In conclusion, the current study findings provide important dose–response evidence for eye and respiratory irritation/inflammatory responses among healthy human volunteers exposed during upper-bound use conditions of PAA-based hospital surface disinfectant or its components, HP and AA. The range of breathing-zone concentrations reported for these studies demonstrate no objective effects on eye or respiratory tract tissue injury or inflammation, and, among a subset of the volunteers, did not induce allergic sensitization following 5 consecutive days of exposure to the disinfectant or its components.
Although environmental service workers have far longer-term exposure to PAA-based disinfectants than the participants in these studies, the irritation effects of PAA are known to be concentration dependent rather than concentration-times-duration dependent. 33 With continued exposure, sensory adaptation is a common feature of human sensory systems—odor and irritation—has been demonstrated for numerous substances, Reference Wysocki, Dalton, Brody and Lawley34,Reference Smeets and Dalton35 including acetic acid.

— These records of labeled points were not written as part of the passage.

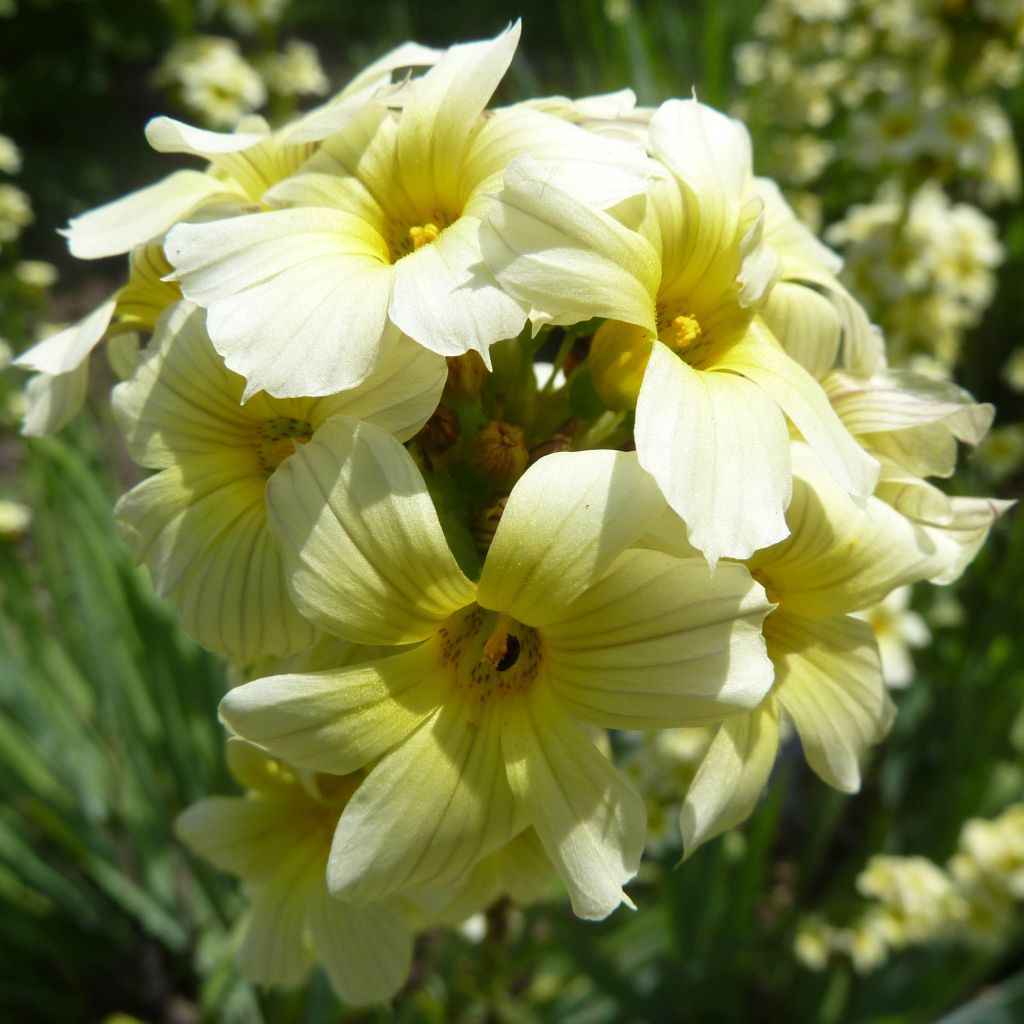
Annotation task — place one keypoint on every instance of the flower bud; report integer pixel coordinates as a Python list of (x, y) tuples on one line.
[(499, 454), (440, 433), (466, 375)]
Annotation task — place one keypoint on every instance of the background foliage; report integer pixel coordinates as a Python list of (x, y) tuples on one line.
[(108, 712)]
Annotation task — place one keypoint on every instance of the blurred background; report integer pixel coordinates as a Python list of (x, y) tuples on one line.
[(894, 128)]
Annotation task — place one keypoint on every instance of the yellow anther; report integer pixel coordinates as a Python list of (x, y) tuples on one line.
[(423, 235), (498, 645), (686, 330), (278, 438)]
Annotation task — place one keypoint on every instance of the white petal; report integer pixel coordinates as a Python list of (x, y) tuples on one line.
[(565, 521), (760, 358), (731, 776), (961, 539), (445, 298), (52, 401), (436, 120), (720, 452), (366, 951), (143, 215), (660, 641), (550, 250), (591, 821), (829, 683), (296, 299), (169, 135), (428, 811), (337, 720), (68, 349), (806, 325), (201, 529)]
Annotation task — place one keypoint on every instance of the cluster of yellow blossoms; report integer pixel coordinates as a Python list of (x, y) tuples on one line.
[(914, 902), (905, 98), (451, 574), (218, 81)]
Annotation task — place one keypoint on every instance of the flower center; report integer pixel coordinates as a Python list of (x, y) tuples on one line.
[(489, 654), (423, 235), (276, 439), (685, 331)]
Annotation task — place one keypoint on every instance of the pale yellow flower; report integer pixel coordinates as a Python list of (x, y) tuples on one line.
[(480, 728), (276, 839), (200, 523)]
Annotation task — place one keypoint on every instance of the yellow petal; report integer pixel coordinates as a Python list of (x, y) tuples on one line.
[(660, 641), (590, 820), (731, 776), (428, 811), (566, 519), (366, 553), (829, 683), (338, 720)]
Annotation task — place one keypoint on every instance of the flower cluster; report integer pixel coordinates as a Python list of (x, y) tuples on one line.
[(218, 81), (450, 574), (914, 78), (914, 902), (904, 96), (931, 263)]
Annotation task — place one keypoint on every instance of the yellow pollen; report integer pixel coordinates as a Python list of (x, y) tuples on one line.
[(686, 331), (423, 235), (498, 645), (276, 439)]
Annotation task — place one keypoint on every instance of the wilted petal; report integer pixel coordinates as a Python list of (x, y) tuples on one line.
[(201, 529), (170, 135), (760, 358), (806, 325), (52, 401), (68, 349)]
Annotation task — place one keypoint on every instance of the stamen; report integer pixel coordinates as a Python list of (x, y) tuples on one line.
[(686, 330), (276, 439), (498, 645), (423, 235)]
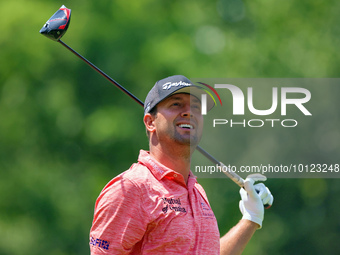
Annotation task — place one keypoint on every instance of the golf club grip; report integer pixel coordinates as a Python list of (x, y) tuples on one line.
[(233, 176)]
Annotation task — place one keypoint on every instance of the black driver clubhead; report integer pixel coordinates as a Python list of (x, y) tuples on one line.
[(57, 25)]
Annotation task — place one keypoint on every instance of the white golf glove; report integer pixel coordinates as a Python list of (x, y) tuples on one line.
[(254, 197)]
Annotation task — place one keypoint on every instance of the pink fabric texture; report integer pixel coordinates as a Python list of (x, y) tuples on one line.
[(149, 209)]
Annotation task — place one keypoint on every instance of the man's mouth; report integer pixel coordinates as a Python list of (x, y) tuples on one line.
[(186, 126)]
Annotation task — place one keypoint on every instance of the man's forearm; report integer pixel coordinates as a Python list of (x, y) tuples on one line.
[(237, 238)]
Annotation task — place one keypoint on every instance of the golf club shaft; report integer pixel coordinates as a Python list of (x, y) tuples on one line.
[(233, 176), (102, 73)]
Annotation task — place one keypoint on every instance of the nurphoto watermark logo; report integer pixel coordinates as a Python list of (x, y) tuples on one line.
[(295, 96), (280, 127)]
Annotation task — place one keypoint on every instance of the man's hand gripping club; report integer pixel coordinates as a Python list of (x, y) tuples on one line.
[(253, 198)]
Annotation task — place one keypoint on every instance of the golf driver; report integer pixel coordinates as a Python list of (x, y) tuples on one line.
[(56, 27)]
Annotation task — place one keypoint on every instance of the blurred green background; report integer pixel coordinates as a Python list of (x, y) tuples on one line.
[(65, 131)]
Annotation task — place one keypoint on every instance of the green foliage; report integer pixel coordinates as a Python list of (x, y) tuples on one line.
[(65, 131)]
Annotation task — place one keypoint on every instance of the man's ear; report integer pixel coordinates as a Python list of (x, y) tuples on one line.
[(149, 122)]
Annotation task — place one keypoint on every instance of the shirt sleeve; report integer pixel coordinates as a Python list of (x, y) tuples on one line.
[(119, 220)]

Reference Dalton, Dilks and Hummel36 Confirmation of this shift in response is shown by the dramatic reduction in health complaints made to the manufacturer or its independent agent of the disinfectant from 2013 to 2020 (Supplementary Appendix 2). The data presented here demonstrate the range of subjective irritation responses of naïve individuals to a PAA-based disinfectant and AA-only under conditions of simulated environmental service worker use, but no significant increases in objective irritation measures of eye and respiratory irritation, inflammation, or sensitization.
Supplementary material
To view supplementary material for this article, please visit https://doi.org/10.1017/ash.2023.138
Acknowledgments
The authors thank Ellen Chang (formerly) of Exponent for help with manuscript editing. We also thank Mark Mattison, David Atkinson, and Steve Hoyt of EAS for their valuable contributions towards refinement and validation of the analytical methods and Dr. Michael Deveau for his assistance with participant eligibility screening. We extend our appreciation to the University of Pennsylvania Diabetes Research Center (DRC) for the use of the RIA BioMarker Core (P30-DK19525).
Financial support
This study was funded by the US manufacturer of OxyCide™, Ecolab, an American corporation headquartered in St. Paul, Minnesota that develops and offers services, technology, and systems that specialize in water treatment, purification, cleaning, and hygiene in a wide variety of applications.
Conflicts of interest
P.D. and C.M. are salaried employees of Monell Chemical Senses Center, an independent nonprofit science institute that conducts basic research on the chemical senses. B.K., A.L., J.H., and H.W. are salaried employees of Exponent, a scientific and engineering consulting firm. All authors were contracted by Ecolab to provide their scientific expertise in designing and implementing the current study.